周木律「伽藍堂の殺人 〜Banach-Tarski Paradox〜」

“堂”シリーズの4作目。
シリーズの起承転結で言えば「転」の作品
これまでのシリーズ、個人的にめちゃめちゃ好きなシリーズなんですけどもその中でも毛色の違う好き、というかもっと素直な気持ちで言える好きな1冊。

あらすじ

堂シリーズはついにここまできたか 解説 村上貴史(ミステリ書評家) 謎の宗教団体・BT教団の施設だった二つの館の建つ伽藍島。リーマン予想解決に関わる講演会のため訪れた、放浪の数学者・十和田只人と天才・善知鳥(うとう)神、宮司兄妹。その夜、ともに招かれた数学者二人が不可能と思われる”瞬間移動”殺人の犠牲となる。秘められた不穏な物語がさらに動く”堂”シリーズ第四弾。
引用:出版社より

ネタバレなしの感想

そもそも「謎の宗教団体・BT教団」。
この一言だけで好み。
いいですよね、謎の宗教団体。
そもそも宗教とミステリーの組み合わせって食い合わせ最高じゃないですか。
その上、瞬間移動ですって!
ようはアリバイトリックなんだろうな、と思うんですけど、それでもその不可能さを表す言葉として”瞬間移動”という言葉を持ってくることにワクワクせざるを得ない。

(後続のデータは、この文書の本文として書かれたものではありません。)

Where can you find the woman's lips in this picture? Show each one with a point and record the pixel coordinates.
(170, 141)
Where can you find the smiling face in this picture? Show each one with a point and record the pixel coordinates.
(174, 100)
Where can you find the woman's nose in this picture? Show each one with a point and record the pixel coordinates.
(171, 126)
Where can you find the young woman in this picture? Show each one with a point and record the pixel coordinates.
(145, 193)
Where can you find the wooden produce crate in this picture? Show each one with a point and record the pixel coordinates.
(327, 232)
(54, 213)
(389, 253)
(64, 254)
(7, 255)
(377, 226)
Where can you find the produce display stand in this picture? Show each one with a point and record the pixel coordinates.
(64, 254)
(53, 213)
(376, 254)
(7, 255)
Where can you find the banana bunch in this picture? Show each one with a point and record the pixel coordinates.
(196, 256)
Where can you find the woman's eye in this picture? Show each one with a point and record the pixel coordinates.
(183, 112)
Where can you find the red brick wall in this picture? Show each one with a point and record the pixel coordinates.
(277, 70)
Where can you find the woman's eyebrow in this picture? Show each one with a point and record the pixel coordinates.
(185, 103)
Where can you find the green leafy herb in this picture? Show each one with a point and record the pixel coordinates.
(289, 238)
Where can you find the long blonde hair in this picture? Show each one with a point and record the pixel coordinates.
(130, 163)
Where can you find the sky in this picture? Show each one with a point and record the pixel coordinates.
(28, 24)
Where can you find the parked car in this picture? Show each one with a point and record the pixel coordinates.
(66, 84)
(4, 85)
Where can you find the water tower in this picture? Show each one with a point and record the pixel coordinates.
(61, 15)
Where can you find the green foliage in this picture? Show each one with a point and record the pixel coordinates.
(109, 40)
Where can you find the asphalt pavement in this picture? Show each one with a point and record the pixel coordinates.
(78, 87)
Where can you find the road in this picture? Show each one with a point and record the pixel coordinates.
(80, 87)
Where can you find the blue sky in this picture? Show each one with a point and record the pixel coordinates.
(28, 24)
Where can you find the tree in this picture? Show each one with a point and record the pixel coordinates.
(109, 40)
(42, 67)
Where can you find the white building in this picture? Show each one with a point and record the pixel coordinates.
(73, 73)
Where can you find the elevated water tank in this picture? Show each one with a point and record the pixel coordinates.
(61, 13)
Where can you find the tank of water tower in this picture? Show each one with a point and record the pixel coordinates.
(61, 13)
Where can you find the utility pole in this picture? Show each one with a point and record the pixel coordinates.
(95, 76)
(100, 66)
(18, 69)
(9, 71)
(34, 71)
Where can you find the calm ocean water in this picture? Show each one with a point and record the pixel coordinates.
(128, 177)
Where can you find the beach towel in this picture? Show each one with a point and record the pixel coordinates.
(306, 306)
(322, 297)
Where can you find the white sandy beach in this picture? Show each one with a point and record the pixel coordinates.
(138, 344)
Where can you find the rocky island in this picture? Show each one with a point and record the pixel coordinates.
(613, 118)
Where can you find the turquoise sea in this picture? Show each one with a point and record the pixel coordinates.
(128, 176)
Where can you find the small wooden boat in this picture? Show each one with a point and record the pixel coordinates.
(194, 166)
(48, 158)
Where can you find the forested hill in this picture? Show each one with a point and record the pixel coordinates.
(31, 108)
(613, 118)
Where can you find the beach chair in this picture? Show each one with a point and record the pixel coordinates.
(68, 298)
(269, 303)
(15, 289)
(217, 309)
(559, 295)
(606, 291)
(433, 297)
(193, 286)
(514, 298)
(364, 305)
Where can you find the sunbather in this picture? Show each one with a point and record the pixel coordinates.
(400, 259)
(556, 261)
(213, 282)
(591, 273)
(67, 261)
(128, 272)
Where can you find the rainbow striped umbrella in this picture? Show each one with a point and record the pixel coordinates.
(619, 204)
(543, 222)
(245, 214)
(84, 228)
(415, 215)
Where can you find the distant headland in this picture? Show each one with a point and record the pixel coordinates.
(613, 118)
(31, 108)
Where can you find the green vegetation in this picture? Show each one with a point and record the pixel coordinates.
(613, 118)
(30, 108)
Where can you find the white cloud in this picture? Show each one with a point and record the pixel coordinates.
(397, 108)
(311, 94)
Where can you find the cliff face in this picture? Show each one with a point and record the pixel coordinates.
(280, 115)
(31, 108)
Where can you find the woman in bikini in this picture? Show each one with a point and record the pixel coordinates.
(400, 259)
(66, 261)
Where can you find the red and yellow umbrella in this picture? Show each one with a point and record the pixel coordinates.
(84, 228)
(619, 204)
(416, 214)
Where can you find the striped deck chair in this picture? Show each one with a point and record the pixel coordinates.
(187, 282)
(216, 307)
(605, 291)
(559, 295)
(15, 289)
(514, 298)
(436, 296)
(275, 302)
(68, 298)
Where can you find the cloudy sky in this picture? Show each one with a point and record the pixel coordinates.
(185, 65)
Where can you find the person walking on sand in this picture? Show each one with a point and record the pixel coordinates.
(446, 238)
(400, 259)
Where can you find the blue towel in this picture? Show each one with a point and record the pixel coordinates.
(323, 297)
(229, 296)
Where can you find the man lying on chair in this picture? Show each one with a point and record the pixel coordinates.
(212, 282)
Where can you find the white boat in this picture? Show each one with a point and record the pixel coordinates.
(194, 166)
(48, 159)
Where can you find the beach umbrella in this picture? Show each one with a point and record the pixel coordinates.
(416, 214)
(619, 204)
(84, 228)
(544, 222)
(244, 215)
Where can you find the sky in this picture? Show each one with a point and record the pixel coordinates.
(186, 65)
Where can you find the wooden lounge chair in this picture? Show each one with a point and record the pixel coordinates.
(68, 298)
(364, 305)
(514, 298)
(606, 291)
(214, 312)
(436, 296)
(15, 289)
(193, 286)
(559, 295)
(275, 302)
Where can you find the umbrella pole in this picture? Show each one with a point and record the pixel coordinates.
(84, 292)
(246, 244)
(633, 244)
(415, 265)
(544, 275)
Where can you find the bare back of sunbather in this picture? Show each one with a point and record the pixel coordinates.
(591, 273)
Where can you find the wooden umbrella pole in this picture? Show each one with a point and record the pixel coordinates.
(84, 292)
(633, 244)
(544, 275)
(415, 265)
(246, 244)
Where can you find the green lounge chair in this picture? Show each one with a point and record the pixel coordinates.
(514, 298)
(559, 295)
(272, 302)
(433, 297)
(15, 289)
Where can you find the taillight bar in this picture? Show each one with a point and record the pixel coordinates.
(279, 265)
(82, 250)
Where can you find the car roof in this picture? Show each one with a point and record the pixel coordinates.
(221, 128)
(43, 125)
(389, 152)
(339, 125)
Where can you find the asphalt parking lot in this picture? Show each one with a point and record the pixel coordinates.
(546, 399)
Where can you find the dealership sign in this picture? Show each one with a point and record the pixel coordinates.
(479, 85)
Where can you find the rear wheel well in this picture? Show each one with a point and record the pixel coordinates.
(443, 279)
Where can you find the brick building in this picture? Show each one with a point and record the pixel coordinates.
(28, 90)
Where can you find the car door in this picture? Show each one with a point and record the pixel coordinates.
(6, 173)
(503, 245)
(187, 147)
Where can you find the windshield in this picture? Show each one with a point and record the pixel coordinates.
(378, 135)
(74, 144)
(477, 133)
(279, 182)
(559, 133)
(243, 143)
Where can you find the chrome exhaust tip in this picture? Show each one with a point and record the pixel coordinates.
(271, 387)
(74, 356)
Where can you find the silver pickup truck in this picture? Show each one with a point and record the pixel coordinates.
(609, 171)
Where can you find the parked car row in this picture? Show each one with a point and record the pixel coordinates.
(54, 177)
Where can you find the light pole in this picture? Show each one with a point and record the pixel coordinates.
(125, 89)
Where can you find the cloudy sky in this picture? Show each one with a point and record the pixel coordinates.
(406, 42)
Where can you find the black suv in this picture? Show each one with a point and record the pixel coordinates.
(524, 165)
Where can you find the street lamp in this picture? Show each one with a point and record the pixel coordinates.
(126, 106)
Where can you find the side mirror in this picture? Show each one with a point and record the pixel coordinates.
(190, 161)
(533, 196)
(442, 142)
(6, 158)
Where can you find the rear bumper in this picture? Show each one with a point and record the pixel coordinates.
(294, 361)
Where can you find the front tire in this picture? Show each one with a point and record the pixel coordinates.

もうシリーズのお約束となっていることもあって、建物が「回転」することは序盤で名言されます。

ネタバレありの感想

本作も壁の色が怪しいというのはすぐにわかるし、僕は照明を使って色を変えているのかと思ったけどそれは外れ。もっと単純な方法でした。
ともかく、壁の色で部屋を別に見せているのでは?=実は同じ部屋なのでは?
というところまではすぐにわかる。
あとはそれをどうやったのか?
何度も出てきた橋が回転したりして?と思ったのですが外れ。
部屋自体がサイコロのように回転する、という想像以上のスケールのデカさ。

そして何よりエピローグでの驚愕の展開。
その前までの展開が意外と地味な感じだったのですが、まさかこれまで探偵役を務めていた十和田が犯人に「転回」するとは。
本シリーズのテーマである「回転」というのが建物だけでなくキャラクターにも適用されはじめ、シリーズものとして一気に面白くなった。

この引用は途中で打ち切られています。